Two Chicks and a Hammer was fined by the EPA

In 2022, the company Two Chicks and a Hammer, which is behind the show "Good Bones," was accused of unsafe home renovation practices. According to the U.S. Environmental Protection Agency (EPA), the show had hired contractors who were not lead-safe certified. As the agency asserts, "EPA requires that RRP projects that disturb lead-based paint in homes, child care facilities and preschools built before 1978 be performed by lead-safe certified contractors." The show reached a settlement of a $40,000 fine with the EPA in April 2022. The company was also required to post a reminder on social media about safe lead paint practices.

"Compliance with federal lead paint laws is essential to protect children across the country and is a priority for EPA," explained EPA Region 5 Administrator Debra Shore. "With so many people watching TV shows like these for tips on remodeling their own homes, it's extremely important for these shows to demonstrate lead-safe work practices."
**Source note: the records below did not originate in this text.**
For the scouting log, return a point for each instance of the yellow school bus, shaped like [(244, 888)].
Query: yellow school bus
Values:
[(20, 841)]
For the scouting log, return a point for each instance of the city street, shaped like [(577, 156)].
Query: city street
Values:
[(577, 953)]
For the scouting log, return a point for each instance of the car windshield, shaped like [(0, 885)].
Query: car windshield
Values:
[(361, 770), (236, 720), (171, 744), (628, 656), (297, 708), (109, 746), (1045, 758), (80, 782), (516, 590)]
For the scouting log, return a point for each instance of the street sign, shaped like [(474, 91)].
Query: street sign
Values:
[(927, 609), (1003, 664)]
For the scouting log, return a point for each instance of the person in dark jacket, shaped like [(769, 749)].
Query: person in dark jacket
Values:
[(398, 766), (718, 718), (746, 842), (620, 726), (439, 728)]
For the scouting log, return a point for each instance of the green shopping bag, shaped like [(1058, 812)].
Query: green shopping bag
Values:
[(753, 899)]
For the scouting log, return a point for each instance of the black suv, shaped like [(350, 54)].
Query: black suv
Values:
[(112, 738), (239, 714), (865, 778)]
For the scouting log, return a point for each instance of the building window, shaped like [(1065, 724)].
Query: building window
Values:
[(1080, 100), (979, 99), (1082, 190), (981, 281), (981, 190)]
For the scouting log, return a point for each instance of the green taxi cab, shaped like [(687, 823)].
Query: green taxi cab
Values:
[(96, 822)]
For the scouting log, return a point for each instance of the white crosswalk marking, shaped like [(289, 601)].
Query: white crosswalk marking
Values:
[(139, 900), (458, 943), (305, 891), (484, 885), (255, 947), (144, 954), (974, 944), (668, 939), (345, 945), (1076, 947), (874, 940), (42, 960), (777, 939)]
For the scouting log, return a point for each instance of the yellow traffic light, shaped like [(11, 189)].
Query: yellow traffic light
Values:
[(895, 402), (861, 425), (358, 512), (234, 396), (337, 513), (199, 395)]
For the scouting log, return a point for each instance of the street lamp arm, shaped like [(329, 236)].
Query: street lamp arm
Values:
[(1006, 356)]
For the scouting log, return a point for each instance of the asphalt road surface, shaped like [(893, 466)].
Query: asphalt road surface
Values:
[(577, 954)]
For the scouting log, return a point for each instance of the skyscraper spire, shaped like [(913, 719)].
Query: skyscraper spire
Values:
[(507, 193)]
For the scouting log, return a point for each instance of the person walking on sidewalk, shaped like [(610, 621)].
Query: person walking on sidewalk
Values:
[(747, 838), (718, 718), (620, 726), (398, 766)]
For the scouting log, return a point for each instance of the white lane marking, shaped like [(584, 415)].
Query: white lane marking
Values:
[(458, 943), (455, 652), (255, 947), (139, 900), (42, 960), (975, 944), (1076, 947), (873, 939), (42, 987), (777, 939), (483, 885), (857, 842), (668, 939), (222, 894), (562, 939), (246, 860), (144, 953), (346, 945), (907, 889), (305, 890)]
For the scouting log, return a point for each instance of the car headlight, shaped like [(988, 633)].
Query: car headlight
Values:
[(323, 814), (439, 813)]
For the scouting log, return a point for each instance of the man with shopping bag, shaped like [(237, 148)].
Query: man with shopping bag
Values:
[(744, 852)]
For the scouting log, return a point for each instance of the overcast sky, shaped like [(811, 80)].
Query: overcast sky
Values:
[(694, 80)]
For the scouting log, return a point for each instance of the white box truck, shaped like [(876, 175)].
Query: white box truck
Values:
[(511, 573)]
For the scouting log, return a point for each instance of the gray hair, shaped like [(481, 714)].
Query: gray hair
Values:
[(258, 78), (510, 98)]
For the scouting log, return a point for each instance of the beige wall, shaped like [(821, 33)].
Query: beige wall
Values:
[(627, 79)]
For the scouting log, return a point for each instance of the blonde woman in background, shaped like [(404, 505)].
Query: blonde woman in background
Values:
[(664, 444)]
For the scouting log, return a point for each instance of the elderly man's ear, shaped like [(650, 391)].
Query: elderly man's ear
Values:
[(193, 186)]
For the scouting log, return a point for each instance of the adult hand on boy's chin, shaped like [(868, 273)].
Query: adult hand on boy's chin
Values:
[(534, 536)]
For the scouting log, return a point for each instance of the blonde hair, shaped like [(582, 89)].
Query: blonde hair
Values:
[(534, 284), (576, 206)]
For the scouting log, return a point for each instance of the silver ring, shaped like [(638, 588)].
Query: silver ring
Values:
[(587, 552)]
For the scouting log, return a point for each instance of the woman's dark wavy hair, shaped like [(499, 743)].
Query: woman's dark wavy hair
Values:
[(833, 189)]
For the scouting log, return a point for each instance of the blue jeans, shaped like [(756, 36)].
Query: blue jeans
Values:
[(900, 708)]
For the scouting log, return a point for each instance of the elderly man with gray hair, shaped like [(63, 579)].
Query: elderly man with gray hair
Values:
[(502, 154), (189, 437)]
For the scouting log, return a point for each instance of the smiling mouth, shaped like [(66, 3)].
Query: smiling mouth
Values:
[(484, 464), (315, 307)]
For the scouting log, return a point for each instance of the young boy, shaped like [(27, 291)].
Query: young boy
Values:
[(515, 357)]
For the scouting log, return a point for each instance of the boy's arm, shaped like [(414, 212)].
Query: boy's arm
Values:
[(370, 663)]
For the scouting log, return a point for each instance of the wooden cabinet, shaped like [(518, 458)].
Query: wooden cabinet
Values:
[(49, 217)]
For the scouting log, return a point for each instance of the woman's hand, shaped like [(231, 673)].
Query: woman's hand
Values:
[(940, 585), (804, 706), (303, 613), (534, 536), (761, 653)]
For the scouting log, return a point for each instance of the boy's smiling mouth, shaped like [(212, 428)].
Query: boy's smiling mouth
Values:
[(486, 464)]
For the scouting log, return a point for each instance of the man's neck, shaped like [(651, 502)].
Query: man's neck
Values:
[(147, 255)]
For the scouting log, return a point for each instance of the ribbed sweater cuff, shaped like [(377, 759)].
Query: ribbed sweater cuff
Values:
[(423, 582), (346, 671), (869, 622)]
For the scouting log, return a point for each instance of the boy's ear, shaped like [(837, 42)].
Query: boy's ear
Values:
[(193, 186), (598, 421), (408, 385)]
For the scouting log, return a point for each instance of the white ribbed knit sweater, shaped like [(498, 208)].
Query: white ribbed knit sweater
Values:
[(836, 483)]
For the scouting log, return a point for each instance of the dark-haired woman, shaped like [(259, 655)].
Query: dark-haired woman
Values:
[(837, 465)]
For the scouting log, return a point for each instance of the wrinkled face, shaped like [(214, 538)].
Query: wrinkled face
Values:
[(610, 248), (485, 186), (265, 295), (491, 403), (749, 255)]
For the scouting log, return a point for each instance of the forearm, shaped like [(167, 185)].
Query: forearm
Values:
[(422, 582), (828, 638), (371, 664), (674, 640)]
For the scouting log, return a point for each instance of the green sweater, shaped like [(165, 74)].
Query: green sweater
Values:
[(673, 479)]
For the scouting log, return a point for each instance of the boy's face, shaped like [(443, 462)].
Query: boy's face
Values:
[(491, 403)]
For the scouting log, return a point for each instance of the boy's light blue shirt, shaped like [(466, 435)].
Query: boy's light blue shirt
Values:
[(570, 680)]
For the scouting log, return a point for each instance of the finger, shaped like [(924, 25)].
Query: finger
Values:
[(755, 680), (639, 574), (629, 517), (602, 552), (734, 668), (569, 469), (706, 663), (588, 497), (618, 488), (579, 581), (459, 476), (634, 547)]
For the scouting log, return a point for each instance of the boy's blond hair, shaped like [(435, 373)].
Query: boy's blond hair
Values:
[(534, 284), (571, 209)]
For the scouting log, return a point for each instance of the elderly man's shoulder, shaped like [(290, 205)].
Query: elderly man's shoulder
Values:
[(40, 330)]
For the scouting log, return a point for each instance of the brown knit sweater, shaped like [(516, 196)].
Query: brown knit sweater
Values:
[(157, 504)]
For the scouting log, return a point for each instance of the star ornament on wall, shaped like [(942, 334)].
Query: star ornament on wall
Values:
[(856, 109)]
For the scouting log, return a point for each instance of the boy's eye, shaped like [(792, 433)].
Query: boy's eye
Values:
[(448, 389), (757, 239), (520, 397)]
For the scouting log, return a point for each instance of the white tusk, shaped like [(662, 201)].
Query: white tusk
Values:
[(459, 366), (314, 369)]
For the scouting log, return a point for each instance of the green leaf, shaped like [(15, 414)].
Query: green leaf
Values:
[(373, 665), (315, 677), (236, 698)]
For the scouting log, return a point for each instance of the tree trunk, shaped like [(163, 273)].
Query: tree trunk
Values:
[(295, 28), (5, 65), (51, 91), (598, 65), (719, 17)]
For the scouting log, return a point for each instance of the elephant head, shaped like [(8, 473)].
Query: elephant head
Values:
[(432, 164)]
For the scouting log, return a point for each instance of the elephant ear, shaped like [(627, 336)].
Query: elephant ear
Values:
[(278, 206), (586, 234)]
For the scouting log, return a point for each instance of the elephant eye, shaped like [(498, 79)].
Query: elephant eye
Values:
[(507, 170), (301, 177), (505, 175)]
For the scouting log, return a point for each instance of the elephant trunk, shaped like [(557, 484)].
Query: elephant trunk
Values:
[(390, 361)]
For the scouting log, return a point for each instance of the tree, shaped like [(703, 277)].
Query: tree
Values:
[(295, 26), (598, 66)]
Mina Starsiak Hawk has her own Good Bones spinoff

If you're a fan of "Good Bones," you'll be thrilled to hear that there is even more Mina Starsiak Hawk. In 2022, she was given her own spinoff series entitled "Good Bones: Risky Business." The show sees Starsiak Hawk taking on a brand new renovation project as she tries to transform a massive, dilapidated home in Indiana into an ambitious B&B. As the title suggests, this project is very, very risky. The home is huge and in need of a lot of work. The show hones in on all of the unexpected logistic and financial problems that Starsiak Hawk faced and how she overcame them.

Even though the project is risky, Starsiak Hawk couldn't resist. "Probably two months ago I would've said no," she told House Beautiful. "But it's like being pregnant and having a newborn suck, but then you forget about it because they're so cute and you do it again. I'm ready to have another baby now."